Hukum Perdata yang Berlaku di Indonesia

PENDAHULUAN
       Seperti kita ketahui, dari pasal 131 indische staats regeling (S. 1855 nr 2 jo. 1), bagi orang bumiputra berlaku peraturan-peraturan agama dan adat. jika ada kebutuhan, maka barulah peraturan-peraturan yang berlaku bagi orang barat dipergunakan, itu pun sesudah ada beberapa penyesuaian.

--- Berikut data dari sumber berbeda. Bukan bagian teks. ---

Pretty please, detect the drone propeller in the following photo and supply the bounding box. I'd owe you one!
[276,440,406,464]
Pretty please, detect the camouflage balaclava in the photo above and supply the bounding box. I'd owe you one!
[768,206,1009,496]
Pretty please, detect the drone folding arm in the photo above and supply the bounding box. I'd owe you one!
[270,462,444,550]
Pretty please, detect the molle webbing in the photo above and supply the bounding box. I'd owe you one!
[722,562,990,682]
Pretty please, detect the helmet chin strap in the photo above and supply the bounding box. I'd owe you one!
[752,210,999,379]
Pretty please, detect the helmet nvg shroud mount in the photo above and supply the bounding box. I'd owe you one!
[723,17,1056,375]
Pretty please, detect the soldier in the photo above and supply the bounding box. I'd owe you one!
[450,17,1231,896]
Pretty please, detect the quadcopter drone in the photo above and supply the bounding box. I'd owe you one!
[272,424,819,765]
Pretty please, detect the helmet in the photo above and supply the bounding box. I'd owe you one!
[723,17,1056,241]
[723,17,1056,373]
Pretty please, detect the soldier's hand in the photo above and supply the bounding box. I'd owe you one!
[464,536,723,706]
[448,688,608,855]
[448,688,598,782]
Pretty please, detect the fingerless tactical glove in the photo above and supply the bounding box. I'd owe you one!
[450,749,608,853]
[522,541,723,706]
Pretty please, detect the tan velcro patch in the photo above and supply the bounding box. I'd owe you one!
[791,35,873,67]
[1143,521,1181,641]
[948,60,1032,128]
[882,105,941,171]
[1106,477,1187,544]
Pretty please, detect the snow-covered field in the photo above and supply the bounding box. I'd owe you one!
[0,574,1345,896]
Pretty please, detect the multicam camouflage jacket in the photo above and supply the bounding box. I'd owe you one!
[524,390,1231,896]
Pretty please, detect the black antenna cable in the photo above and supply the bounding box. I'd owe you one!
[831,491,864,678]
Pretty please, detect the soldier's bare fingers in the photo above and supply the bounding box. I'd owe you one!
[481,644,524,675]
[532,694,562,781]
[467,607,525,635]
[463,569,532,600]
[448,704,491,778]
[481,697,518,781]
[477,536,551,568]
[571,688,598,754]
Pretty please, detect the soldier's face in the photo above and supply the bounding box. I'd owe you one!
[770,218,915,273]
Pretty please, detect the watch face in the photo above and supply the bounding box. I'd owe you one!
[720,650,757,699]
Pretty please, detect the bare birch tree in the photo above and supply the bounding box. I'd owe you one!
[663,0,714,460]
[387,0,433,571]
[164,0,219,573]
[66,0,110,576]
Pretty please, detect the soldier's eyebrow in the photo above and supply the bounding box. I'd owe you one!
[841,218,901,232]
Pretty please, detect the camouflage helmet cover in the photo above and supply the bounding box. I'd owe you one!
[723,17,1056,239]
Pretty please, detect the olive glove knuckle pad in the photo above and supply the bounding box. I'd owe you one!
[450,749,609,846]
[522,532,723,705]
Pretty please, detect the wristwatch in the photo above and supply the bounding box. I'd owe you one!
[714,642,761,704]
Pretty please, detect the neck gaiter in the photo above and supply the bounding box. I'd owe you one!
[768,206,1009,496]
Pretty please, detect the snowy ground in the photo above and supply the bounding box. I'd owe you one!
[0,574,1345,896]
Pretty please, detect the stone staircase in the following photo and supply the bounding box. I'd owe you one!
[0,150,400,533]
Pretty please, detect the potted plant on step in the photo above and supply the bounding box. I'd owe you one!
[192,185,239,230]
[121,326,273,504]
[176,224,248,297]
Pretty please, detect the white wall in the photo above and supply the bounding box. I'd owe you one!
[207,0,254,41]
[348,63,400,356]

       Pasal 131 ini pula yang selalu dikemukakan oleh para ahli Hukum Adat dalam membicarakan dan mengantarkan Hukum Adat di Indonesia (Ter Haar 1946: 9 dan seterusnya). dalam pada itu, A.D.A. de Kat Angelino (1929: 110), seorang ahli dalam ilmu Pemerintahan Belanda mengatakan, bahwa Hukum Adat dan Hukum Barat berbeda sama sekali, meskipun dari luar nampaknya sama. Pengaturan secara sadar mengenai apa yang akan datang kurang diperhatikan dalam Hukum Adat. Yang lebih diperhatikan adalah keadaan sekarang. Demikian pula Margaret Mead (1963: 239) memberikan contoh-contoh dari Yunani maupun Birma, bahwa masyarakat-masyarakat tersebut lebih banyak memikirkan tentang keadaan serang daripada keadaan yang akan datang. Keadaan sekarang adalah keadaan yang sudah pasti diketahui, sedangkan keadaan yang akan datang tidak dapat diperhitungkan.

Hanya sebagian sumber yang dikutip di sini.